The Civil Aviation Authority of Singapore (CAAS) has wrapped up a 20-month pilot test of sustainable aviation fuel (SAF) with the conclusion that, while Changi Airport is ready for SAF use, more supplies are required to support adoption.
The pilot—conducted in partnership with Singapore Airlines, global environmental investment fund GenZero, and Singapore-based investment company Temasek—highlighted three areas. Firstly, it validated the end-to-end process of bringing SAF to the airport, from procurement to blending with conventional jet fuel in Singapore facilities, certification, and delivery to the airport without the need to modify any existing infrastructure at Changi.

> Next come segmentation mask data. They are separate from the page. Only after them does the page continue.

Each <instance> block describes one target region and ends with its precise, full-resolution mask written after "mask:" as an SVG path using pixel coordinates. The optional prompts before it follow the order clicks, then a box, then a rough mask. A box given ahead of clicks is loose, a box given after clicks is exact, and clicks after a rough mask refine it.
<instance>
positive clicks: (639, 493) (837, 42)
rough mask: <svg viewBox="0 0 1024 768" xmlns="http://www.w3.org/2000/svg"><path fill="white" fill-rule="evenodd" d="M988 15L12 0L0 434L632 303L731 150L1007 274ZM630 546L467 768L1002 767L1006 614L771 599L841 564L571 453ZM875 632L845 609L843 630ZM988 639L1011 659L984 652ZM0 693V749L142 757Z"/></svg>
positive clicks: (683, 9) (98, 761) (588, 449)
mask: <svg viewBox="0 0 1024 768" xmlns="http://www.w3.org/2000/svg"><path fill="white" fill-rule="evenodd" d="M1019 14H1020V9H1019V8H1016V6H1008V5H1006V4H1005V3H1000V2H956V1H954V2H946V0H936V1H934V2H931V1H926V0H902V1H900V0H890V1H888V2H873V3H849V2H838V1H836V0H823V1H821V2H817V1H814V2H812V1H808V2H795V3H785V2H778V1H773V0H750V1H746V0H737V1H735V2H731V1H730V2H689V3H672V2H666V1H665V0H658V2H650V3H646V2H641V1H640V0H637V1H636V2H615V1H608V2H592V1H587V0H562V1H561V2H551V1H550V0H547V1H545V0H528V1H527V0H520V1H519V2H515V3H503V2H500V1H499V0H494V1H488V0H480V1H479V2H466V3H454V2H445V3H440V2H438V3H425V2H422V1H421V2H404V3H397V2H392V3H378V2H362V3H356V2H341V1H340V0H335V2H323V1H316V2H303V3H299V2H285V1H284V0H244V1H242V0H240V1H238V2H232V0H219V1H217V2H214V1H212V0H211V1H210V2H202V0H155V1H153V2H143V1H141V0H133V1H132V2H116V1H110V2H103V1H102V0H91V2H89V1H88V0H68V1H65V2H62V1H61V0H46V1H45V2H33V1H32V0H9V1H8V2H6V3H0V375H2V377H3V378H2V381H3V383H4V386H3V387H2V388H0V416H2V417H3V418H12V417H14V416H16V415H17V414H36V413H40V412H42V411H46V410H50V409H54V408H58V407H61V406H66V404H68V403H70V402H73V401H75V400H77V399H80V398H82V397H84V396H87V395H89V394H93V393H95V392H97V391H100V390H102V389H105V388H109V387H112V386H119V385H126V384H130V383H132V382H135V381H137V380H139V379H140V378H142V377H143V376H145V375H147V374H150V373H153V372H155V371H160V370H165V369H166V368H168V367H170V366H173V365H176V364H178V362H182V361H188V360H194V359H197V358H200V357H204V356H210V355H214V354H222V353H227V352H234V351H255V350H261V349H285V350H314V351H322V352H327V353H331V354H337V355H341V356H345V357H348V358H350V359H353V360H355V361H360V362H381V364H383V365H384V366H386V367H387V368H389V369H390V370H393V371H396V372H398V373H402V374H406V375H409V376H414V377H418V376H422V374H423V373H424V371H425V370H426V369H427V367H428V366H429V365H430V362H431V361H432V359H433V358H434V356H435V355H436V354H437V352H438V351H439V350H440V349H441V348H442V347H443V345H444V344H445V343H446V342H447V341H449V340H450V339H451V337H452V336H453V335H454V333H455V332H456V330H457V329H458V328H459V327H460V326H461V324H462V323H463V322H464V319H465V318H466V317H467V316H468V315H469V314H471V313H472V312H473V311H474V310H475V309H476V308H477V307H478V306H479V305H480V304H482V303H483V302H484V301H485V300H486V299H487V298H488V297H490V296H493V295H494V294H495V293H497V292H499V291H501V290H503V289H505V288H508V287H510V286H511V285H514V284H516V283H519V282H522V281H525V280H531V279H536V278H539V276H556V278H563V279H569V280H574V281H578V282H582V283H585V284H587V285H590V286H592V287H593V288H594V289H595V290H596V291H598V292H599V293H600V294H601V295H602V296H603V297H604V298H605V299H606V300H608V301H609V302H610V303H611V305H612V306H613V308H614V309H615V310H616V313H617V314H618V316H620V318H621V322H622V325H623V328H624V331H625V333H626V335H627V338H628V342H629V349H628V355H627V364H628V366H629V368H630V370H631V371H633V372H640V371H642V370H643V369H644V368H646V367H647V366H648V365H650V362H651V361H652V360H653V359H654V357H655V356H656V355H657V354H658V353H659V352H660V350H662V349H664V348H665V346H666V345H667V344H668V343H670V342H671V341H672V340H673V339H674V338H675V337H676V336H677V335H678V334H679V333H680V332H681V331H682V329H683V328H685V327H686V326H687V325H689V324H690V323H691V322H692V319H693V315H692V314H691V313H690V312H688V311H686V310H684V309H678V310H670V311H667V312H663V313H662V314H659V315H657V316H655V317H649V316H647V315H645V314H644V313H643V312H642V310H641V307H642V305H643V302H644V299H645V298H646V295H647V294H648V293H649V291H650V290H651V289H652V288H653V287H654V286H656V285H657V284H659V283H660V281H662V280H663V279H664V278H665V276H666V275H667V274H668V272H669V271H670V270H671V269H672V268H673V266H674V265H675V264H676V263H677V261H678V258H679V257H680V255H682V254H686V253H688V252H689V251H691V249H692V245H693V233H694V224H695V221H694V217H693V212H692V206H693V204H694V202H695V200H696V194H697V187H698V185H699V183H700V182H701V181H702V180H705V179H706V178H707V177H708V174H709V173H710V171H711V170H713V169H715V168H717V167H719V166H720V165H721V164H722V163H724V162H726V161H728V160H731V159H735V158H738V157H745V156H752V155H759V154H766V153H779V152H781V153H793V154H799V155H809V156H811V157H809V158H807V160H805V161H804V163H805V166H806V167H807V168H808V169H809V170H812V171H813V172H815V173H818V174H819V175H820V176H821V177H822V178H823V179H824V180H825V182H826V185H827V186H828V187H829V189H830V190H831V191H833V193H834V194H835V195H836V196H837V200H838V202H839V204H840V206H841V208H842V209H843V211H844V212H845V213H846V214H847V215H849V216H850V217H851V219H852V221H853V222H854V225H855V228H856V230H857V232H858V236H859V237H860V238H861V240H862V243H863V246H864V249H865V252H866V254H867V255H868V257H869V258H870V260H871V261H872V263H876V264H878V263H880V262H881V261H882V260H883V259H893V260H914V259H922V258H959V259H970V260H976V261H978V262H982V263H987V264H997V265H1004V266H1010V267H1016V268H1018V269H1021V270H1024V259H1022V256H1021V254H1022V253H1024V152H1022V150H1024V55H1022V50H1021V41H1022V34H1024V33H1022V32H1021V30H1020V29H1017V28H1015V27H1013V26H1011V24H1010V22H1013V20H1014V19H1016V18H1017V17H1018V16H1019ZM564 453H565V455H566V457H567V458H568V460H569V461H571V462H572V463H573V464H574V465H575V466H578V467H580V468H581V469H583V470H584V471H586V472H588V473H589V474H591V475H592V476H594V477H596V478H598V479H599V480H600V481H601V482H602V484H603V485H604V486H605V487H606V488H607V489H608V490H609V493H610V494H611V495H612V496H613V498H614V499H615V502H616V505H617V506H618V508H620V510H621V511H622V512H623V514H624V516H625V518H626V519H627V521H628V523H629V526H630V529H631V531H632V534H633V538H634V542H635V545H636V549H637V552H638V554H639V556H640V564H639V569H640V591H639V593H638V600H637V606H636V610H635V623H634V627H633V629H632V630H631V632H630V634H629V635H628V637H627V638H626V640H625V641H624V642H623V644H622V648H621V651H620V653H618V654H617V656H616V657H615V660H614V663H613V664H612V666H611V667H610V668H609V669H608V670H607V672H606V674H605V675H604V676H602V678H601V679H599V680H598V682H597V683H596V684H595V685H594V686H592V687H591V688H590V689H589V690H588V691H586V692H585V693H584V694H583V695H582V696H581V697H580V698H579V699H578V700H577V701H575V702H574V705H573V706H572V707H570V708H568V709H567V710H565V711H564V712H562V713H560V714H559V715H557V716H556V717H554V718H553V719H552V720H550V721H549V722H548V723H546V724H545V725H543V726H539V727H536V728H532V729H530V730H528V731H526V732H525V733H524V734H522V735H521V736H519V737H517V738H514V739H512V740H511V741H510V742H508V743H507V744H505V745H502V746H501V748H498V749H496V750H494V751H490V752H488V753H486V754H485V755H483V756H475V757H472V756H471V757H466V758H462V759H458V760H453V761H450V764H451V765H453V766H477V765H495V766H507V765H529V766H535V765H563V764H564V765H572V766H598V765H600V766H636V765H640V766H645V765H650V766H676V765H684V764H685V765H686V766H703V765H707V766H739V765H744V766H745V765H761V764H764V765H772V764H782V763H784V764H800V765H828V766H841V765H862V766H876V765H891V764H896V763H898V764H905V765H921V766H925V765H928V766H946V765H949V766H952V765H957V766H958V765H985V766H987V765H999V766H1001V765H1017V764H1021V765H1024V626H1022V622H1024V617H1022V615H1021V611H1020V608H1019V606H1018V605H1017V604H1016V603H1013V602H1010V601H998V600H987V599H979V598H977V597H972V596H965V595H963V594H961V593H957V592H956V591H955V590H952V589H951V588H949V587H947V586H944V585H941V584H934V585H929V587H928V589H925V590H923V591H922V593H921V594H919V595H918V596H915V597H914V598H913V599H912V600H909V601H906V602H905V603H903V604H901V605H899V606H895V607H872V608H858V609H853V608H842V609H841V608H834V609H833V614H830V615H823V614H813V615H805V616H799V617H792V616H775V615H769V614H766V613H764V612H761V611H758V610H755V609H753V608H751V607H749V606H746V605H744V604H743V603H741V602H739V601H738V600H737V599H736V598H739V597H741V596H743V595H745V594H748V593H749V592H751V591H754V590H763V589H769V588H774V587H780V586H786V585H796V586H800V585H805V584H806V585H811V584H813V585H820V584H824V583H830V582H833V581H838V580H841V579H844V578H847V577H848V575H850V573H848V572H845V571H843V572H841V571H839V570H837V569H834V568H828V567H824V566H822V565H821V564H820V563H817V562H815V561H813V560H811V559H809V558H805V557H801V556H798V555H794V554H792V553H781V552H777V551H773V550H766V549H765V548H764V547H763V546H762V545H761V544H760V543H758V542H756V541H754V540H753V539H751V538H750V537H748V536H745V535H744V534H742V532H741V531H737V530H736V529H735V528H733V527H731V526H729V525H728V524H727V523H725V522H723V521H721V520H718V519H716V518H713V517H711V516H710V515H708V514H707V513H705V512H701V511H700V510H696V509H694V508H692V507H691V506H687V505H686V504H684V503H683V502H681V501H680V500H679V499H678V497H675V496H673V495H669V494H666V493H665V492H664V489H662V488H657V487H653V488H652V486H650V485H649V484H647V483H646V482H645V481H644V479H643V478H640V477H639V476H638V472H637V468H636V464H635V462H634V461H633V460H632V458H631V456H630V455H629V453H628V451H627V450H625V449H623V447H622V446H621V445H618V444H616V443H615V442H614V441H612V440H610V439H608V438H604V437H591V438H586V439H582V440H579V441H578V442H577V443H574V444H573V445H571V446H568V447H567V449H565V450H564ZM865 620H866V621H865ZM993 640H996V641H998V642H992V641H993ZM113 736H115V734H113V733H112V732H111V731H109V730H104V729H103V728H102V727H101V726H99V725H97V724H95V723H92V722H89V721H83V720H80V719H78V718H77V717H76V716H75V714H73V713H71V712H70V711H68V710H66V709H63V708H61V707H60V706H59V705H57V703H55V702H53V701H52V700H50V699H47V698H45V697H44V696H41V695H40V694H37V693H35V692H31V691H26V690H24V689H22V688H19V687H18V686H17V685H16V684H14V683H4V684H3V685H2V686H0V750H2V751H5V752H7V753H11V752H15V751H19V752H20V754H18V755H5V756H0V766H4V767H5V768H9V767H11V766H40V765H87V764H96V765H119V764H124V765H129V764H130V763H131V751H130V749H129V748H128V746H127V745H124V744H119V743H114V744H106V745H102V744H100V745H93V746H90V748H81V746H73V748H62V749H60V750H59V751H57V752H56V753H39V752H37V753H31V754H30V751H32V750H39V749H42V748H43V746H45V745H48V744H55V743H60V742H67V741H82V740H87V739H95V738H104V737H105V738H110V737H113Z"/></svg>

Next, it enabled the generation of SAF credits. Singapore Airlines purchased 1,000 tonnes of neat, unblended SAF for the test, which generated 1,000 verified SAF credits—equivalent to the reduction of 2,500 tonnes of CO2—through the Roundtable on Sustainable Biomaterials Book & Claim System. That indicated that transactions in SAF credits could be done in a trusted and transparent manner, forming the basis for a marketplace for them.
Lastly, of those credits, approximately two-thirds were sold during the span of the program, indicating market demand, while demonstrating that more education, outreach, and support from corporations and governmental policy is required.
The aviation authority will use the results of the program in the development of its Sustainable Air Hub Blueprint, and it will create a long-term secured SAF supply ecosystem for Singapore.
“CAAS is developing a structural offtake mechanism to support SAF adoption,” said Han Kok Juan, the agency’s director-general, adding that IATA estimates SAF will account for 65 percent of the carbon emissions reductions needed by the industry to reach net zero by 2050. “This will take into account developments elsewhere in the world, including discussions at the upcoming third International Civil Aviation Organization Conference on Aviation and Alternative Fuels.”